Sport coaching has grown significantly as an area of research interest with an expanding number of sport coaching programs offered. The past decade or so has also seen significant interest in games-based approaches to coaching and teaching games. On a global level, Game Sense is one of the most recognized athlete-centred approaches for team sports, probably close behind Teaching Games for Understanding.
Game Sense for Coaching and Teaching provides an understanding of how an Australian approach to coaching has grown and developed as it has been taken up across the globe. While the focus is on Game Sense, the book also offers insights into how any coaching or physical education (PE) teaching approach changes as it is adapted to different contexts across the world, examining the theoretical, historical and philosophical foundations of sport coaching and teaching in schools.
This book is particularly useful for undergraduate and post-graduate sport coaching and PE courses but is also likely to be of interest for all practicing sports coaches or physical education teachers and lecturers.
About the Author: Richard L. Light is author of Game Sense: Pedagogy for participation performance and enjoyment (2013, Routledge) and Professor of Sport Coaching in the College of Education, Health and Human Development at the University of Canterbury, New Zealand. He is a prominent international figure working in sport pedagogy with a focus on athlete-centred approaches.

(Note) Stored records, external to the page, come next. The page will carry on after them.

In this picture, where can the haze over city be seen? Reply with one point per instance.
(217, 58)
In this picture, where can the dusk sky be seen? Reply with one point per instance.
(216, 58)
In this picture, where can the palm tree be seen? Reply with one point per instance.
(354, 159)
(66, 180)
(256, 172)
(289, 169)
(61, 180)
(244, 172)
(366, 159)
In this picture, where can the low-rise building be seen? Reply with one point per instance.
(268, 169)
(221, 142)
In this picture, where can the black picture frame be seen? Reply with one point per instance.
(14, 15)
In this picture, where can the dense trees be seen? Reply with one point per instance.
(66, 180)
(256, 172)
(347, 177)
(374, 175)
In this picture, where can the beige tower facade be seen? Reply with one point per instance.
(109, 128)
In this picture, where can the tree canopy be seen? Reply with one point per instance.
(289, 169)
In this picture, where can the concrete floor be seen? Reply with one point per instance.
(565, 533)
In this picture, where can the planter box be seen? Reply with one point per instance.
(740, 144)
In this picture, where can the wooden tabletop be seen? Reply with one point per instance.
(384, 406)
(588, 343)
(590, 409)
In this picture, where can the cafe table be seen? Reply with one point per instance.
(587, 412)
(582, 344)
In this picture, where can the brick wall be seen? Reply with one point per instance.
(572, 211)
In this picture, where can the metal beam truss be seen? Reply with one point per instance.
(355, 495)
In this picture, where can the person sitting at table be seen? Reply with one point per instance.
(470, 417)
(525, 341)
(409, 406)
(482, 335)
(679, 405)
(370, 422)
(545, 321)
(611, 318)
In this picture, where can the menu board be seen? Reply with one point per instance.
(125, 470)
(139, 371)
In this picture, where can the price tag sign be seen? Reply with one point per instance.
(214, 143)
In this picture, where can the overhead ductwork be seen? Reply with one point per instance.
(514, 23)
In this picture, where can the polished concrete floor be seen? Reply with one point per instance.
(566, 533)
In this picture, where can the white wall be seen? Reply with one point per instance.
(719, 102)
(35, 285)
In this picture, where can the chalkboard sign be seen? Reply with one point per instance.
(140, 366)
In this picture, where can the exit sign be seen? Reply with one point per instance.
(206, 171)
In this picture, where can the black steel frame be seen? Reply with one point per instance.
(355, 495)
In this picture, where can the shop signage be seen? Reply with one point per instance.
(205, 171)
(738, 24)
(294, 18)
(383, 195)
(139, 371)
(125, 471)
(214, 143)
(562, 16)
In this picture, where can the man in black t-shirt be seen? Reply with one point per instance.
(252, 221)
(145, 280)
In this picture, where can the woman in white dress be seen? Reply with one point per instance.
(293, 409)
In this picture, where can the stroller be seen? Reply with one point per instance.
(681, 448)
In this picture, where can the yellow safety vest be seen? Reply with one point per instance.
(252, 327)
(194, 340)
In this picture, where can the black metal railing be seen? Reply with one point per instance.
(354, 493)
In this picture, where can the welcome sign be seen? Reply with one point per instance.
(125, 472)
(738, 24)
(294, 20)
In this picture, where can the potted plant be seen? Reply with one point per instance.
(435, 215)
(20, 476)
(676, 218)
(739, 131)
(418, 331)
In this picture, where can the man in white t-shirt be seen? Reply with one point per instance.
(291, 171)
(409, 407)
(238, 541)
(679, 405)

He is well known for his research and writing on Game Sense over the past twenty years and has published many high impact research books on sport coaching and learning. His most recent books include: Applied Positive Pedagogy in sport coaching (2021, Routledge) and Positive Pedagogy for sport coaching (2nd edn) (2019, Routledge), both with Stephen Harvey; Stories of Indigenous success in Australian sport: Journeys to the AFL and NRL, with John Evans (2018, Palgrave MacMillan); and Positive Pedagogy for sport coaching: Athlete-centred coaching for individual sports (2017, Routledge).

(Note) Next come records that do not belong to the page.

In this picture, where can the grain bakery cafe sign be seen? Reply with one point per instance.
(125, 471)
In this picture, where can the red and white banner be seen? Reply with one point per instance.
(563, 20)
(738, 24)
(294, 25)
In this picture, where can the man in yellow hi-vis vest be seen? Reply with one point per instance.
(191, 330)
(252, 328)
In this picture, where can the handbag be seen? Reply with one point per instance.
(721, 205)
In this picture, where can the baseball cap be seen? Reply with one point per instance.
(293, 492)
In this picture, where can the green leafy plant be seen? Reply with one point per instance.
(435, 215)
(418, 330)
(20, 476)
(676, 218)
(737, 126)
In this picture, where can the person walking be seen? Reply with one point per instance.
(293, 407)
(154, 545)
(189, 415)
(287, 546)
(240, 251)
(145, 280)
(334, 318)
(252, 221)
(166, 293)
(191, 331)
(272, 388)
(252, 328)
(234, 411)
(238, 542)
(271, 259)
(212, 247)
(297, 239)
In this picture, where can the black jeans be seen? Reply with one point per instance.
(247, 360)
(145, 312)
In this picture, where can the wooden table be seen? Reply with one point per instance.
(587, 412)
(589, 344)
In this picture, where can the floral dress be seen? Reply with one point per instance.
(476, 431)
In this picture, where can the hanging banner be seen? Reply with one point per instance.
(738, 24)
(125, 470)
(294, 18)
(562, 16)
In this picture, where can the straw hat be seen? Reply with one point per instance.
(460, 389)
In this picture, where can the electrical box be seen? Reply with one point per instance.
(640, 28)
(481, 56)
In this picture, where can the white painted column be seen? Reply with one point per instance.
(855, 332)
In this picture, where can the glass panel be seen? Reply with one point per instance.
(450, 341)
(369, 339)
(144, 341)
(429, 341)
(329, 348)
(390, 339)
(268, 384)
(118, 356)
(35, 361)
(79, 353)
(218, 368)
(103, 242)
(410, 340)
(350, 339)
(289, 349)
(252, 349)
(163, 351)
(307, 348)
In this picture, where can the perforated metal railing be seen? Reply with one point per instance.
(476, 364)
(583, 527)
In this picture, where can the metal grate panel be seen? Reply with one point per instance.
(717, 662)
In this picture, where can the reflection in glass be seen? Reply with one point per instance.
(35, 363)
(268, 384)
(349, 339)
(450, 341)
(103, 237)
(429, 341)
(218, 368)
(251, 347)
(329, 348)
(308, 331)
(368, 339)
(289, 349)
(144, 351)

Christina Curry PhD is a former Head of Health and Physical Education Department at a secondary school in Sydney, Australia. She completed a PhD in 2013 on the implementation of Teaching Games for Understanding (TGfU) at an independent secondary school in Sydney. She is at Western Sydney University, Australia, where she was Director of Secondary Education and now teaches and conducts research on Leadership, Health and Physical Education, with a focus on Game Sense. She is regularly invited to conduct workshops on Game Sense and Positive Pedagogy for sport coaching, and was involved in its early development.